Generally, you’ll only be allowed to name people who have what’s called an insurable interest, meaning they’ll financially suffer in the event of your death. For example, if you’re the breadwinner in your household, your husband and children would have an insurable interest if you were to die.

How many beneficiaries can you have on a life insurance policy?

This is your policy; you get to decide. You can always allocate a percentage of the benefit to multiple beneficiaries if that’s your preference.

But it’s best to keep things simple and straightforward. That will ensure your beneficiary is paid out in a timely manner.

When you’re thinking about who to name as your beneficiary, you should put down more than just one name. Think of it as like having an heir and a spare. So you’ll name a primary beneficiary, but you should include a secondary — that is, a contingent beneficiary.

Let’s play out a situation where this comes in handy. You may make your spouse your primary beneficiary. But what happens if you and your spouse were to be in an accident together? Your death benefit would then be directed to your estate.

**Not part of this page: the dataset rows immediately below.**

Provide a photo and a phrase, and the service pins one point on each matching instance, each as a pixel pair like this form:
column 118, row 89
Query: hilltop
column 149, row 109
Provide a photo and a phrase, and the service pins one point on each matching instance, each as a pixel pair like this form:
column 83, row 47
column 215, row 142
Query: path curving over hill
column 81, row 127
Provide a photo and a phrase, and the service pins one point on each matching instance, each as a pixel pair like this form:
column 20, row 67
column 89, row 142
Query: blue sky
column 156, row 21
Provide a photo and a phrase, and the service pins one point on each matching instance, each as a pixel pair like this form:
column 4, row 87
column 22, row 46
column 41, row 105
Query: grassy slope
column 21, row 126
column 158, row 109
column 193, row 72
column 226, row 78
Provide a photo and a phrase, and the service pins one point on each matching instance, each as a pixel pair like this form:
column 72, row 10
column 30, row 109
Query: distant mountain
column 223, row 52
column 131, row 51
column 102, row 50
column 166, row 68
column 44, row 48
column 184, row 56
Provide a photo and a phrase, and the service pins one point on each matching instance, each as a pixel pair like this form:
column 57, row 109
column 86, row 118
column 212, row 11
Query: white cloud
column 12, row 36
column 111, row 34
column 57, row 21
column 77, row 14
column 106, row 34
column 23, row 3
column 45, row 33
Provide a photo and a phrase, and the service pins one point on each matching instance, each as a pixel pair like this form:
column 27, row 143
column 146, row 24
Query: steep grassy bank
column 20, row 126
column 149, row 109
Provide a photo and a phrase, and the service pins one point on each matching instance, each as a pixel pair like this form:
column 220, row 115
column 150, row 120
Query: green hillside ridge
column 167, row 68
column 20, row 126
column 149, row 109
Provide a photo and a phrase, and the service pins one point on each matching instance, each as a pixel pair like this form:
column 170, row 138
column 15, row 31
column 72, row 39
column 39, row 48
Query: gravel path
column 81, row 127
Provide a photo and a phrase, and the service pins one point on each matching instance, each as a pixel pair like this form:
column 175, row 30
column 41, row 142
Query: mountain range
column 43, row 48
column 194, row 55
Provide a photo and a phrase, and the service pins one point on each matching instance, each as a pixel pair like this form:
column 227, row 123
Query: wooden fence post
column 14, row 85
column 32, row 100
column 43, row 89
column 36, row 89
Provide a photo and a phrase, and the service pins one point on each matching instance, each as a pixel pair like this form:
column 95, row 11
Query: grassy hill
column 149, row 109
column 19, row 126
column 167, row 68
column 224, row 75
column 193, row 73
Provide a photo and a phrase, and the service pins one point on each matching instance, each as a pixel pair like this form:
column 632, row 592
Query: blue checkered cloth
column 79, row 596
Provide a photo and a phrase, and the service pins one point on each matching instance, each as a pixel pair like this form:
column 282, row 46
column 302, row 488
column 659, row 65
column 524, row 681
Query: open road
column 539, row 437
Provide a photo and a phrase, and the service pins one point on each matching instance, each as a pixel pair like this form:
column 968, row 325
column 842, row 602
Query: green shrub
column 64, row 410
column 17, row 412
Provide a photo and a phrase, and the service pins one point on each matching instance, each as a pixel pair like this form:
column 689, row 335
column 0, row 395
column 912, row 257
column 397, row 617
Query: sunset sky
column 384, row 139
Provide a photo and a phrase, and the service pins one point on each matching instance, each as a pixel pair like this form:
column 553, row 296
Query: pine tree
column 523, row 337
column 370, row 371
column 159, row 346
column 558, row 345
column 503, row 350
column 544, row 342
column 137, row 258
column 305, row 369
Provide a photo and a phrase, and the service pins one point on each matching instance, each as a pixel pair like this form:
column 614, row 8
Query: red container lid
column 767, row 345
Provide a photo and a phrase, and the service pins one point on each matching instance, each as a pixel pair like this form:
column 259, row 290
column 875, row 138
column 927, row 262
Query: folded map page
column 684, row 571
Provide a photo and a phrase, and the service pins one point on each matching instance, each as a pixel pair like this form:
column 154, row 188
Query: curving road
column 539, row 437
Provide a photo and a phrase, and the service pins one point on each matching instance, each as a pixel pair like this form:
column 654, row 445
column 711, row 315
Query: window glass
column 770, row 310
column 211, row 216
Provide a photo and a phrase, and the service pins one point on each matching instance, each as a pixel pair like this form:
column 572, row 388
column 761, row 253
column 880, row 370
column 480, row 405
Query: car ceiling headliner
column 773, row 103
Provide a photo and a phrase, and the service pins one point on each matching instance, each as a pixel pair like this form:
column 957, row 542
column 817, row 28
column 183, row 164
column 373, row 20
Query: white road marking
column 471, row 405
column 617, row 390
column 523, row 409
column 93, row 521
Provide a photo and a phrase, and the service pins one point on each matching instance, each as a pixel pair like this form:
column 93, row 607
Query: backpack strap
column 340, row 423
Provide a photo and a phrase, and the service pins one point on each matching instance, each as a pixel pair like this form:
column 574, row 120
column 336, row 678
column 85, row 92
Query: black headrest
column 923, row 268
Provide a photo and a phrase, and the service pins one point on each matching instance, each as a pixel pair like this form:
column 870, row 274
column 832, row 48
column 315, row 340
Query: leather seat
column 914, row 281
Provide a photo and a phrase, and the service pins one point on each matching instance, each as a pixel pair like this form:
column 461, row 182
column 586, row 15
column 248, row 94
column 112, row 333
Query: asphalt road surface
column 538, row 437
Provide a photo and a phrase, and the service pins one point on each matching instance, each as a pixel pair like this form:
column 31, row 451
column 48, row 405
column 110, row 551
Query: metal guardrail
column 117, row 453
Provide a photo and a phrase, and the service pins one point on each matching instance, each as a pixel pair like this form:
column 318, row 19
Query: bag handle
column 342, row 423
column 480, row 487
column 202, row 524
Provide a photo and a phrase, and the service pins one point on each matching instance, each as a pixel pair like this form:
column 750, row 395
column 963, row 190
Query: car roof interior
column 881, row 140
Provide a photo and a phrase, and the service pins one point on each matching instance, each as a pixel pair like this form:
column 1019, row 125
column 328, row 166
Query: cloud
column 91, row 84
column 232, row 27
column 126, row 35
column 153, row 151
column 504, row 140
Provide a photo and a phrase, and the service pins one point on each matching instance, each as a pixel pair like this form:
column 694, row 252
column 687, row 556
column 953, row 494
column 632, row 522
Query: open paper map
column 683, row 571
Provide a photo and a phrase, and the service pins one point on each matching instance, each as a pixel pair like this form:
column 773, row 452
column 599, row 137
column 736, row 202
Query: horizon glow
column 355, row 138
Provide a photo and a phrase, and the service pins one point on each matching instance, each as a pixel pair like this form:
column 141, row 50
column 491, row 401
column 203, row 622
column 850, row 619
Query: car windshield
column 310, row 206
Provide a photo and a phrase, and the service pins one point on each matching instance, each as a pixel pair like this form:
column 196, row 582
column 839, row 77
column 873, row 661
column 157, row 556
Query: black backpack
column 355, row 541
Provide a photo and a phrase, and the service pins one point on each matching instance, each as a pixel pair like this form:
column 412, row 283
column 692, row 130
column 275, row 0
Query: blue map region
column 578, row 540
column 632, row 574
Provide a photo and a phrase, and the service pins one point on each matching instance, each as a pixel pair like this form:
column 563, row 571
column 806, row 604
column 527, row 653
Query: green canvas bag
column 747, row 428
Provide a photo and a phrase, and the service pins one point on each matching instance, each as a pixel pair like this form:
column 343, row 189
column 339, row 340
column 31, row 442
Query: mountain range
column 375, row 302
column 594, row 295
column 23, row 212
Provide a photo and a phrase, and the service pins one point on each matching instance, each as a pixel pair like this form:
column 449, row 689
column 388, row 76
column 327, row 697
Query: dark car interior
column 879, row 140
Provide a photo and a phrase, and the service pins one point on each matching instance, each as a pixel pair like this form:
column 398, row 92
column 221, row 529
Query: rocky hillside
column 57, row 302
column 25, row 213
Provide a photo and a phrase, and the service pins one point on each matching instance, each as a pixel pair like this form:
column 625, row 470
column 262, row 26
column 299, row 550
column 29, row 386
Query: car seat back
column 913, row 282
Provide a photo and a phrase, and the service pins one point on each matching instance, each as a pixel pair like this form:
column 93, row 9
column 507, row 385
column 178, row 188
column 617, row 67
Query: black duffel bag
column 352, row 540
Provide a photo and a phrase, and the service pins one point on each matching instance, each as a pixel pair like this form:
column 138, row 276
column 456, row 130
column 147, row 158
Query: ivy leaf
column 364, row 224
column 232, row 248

But if you choose a secondary beneficiary, like say a sibling, the money would pass to them.

What’s the problem with money just going to my estate?

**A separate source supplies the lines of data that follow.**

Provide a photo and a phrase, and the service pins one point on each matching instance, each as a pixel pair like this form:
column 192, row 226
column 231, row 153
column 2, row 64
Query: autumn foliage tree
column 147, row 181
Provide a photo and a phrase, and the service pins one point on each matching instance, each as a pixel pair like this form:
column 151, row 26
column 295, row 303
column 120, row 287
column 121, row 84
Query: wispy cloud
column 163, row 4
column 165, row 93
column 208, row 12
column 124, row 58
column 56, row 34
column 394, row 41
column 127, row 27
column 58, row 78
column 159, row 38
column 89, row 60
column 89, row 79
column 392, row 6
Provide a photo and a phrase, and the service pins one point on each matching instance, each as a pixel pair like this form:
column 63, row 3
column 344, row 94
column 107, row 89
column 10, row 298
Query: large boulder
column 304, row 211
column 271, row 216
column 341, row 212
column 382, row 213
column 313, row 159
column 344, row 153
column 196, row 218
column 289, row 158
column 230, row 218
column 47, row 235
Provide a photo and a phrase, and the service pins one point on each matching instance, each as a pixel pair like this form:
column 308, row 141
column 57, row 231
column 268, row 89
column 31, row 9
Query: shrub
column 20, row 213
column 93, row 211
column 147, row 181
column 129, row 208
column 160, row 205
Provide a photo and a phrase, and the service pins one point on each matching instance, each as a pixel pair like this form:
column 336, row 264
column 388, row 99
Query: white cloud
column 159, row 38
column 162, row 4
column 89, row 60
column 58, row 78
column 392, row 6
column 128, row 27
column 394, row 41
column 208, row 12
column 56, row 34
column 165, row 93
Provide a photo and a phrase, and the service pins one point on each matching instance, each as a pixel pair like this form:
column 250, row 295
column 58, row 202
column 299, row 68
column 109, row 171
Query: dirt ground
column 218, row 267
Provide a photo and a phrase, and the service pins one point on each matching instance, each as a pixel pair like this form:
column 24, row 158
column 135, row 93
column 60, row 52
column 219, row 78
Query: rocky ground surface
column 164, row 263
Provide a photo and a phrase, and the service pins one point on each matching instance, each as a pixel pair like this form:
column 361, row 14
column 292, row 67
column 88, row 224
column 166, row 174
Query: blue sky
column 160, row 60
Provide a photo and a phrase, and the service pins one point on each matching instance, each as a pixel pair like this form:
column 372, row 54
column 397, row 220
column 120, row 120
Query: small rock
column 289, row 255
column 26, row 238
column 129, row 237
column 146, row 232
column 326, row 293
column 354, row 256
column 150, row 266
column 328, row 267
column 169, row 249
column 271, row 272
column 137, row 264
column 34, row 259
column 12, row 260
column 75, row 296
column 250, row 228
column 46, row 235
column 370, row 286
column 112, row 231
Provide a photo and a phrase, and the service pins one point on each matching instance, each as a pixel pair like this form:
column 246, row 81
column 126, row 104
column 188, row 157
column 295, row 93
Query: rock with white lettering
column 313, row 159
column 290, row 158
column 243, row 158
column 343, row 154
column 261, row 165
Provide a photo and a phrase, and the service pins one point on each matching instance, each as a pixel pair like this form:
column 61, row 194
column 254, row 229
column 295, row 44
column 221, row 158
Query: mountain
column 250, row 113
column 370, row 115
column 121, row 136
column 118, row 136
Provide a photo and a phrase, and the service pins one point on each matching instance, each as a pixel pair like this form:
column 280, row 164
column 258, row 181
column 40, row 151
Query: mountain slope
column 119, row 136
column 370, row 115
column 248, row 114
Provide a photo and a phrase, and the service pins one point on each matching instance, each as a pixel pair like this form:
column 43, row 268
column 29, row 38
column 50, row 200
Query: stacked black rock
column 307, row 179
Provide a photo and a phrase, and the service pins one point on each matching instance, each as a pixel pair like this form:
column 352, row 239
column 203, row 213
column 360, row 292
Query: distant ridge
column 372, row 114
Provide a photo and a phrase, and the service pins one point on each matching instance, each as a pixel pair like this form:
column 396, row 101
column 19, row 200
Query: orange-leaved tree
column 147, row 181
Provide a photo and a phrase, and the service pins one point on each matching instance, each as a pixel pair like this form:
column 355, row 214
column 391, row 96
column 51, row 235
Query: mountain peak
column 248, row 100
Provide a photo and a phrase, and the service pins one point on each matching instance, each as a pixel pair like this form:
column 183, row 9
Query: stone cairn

When death benefits go to your estate, the associated legal proceedings, known as probate, can delay the distribution of the funds to your loved ones who may need them to cover the expenses of your funeral or medical bills.

In fact, the cost of probate proceedings can eat into the amount your heirs will receive, according to the Insurance Information Institute.

And once the funds are folded into your estate, they’re free game for any creditors as well.

So how do you prevent this?

The Insurance Information Institute recommends being as specific as possible when you name your beneficiary in your policy. Don’t just write “my spouse” as any of your former partners could argue that means them.

Write out your beneficiary’s full name and include their date of birth and social security number. That will make it easier for the life insurance company to find them and distribute the funds efficiently.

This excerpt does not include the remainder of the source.